I have been away from my blogging desk for some time, but I must comment on the goings on in Iraq and Iran. Whatever way you spin it, the capture of the sailors and marines in the Gulf was a humiliation for Britain. Niall Ferguson has some apt comments here I suspect that the hapless Des Browne should and will carry the can for it. His career can be summed up by this quotation from HMS Pinafore:
When I was a lad I served a term
As office boy to an Attorney's firm.
I cleaned the windows and I swept the floor,
And I polished up the handle of the big front door.
I polished up that handle so carefullee
That now I am the Ruler of the Queen's Navee!
It was crass mismanagement to get captured in the first place. This is the second time that the Iranians have picked up hostages from Royal Navy personnel trying to intercept smugglers. Such missions must be conducted with sufficient force, and especially with enough helicopters.
Britain is trying to carry on a war on two fronts – Iraq and Afghanistan – with insufficient men and inadequate arms. Since it is the duty of the Minister of Defence to provide for his troops it is the Minister of Defence who must fall on his sword when mishaps like this occur.
Worse was to follow. The hostages were given permission to sell their stories to the highest bidder, in an attempt to counter the lying propaganda from Iran about how well they had been treated (they were captured in Iraqi waters by an act of piracy and far from being an act of generosity by the Iranian politicians, their release was a face-saving exercise when the Iranians came under international pressure). A sympathetic eye might regard this as a naïve attempt to influence the media by young civil servants, until we learn that the decision was made by the second Sea Lord, and that Des Browne was not around to approve it because he had left early before his Easter break – a habit that was not his alone, but commonplace in government offices and seen as a perk. I don’t suppose he will be paying back his salary for the half day that he didn’t work.
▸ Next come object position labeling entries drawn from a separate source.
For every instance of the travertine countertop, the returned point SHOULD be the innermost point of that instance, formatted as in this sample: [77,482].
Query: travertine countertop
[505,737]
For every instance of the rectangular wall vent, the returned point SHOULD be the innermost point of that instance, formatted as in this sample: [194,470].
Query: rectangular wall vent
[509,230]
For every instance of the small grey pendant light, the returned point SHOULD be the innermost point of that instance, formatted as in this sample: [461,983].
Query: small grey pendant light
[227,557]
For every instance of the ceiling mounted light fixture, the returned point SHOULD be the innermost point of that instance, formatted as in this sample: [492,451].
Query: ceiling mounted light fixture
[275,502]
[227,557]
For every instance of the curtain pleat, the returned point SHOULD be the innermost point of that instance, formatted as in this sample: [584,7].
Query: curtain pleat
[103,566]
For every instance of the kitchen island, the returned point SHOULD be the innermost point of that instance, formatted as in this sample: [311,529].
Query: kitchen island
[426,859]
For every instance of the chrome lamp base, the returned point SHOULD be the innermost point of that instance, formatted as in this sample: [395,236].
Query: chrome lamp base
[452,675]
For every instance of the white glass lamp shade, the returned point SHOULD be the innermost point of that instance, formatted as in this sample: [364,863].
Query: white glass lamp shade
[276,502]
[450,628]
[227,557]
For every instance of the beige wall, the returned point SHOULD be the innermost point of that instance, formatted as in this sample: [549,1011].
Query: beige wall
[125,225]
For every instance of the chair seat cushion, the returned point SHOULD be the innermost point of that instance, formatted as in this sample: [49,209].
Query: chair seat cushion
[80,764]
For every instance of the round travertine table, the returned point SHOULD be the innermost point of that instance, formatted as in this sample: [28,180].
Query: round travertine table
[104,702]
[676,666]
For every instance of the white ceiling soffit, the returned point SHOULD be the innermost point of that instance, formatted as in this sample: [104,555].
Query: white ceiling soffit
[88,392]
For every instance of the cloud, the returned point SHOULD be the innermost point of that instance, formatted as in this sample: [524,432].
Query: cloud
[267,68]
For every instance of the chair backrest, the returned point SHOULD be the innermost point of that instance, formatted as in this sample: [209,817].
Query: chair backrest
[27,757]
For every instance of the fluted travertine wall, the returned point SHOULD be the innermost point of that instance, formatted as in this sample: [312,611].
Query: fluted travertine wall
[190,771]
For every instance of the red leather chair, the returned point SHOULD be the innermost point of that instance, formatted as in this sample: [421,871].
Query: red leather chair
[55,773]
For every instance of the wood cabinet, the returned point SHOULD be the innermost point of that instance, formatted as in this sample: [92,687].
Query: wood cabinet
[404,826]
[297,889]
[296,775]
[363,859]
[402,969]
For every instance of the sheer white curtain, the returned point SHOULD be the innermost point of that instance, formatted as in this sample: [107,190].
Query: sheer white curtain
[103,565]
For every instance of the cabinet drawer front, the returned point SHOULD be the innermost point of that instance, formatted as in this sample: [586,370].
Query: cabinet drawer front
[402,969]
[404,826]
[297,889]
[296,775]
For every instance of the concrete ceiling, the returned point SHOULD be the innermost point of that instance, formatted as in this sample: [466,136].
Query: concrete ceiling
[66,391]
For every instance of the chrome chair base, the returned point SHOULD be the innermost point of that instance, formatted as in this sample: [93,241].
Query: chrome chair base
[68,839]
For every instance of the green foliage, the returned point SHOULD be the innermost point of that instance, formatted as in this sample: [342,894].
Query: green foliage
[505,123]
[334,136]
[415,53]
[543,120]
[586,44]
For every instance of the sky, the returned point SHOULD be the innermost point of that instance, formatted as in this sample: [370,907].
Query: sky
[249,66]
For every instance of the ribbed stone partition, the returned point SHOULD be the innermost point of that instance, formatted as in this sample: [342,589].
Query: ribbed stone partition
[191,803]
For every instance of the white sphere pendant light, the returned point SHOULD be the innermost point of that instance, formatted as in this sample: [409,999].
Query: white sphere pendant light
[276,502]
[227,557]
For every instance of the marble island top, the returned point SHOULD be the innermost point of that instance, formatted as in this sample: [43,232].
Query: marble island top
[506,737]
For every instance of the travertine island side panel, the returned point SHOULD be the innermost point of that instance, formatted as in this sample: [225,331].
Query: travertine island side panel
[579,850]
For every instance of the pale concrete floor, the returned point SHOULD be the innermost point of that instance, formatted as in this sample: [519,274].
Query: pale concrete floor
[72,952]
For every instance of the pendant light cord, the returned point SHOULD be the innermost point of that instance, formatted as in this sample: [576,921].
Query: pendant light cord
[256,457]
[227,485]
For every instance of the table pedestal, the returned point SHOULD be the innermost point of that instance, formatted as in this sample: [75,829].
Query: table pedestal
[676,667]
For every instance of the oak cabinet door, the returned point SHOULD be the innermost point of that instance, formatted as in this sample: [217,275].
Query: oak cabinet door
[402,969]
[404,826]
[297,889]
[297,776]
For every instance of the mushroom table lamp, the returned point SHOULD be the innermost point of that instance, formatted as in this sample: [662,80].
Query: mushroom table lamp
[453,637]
So Des Browne should go, but the guilt wasn’t his alone. Why were they short of helicopters?
You can do a lot without helicopters as this report from Basra demonstrates but if you read the comments that follow a recurring question is: why did they have to do it without helicopter cover? The answer seems to be in the hands of Mr Browne’s namesake Gordon Brown., the man most likely to be our next Prime Minister.
He has a reputation for sound financial management, but it may be that he has happened to be in charge through a period of long standing house-price inflation, which has put money without cost into the back-pocket of electors. This may keep the country happy for a while, but while many people are individually richer, money has not been spent where it needed to be. In today’s modern warfare that means helicopters.
I heard yesterday of a company that sells luxury items. They buy a particular item from their wholesalers for £3, put their own label on it and sell it for £75. You pay £72 for the label. Why don’t people buy direct from the wholesalers? Because it's the label they want.
The label that says, “World beating armed forces” isn’t cheap to print and can’t be bought by cheap media tricks. It is acquired through the blood and guts of brave young men and women. As we leaned in the First World War, it’s easily lost when they are led by donkeys.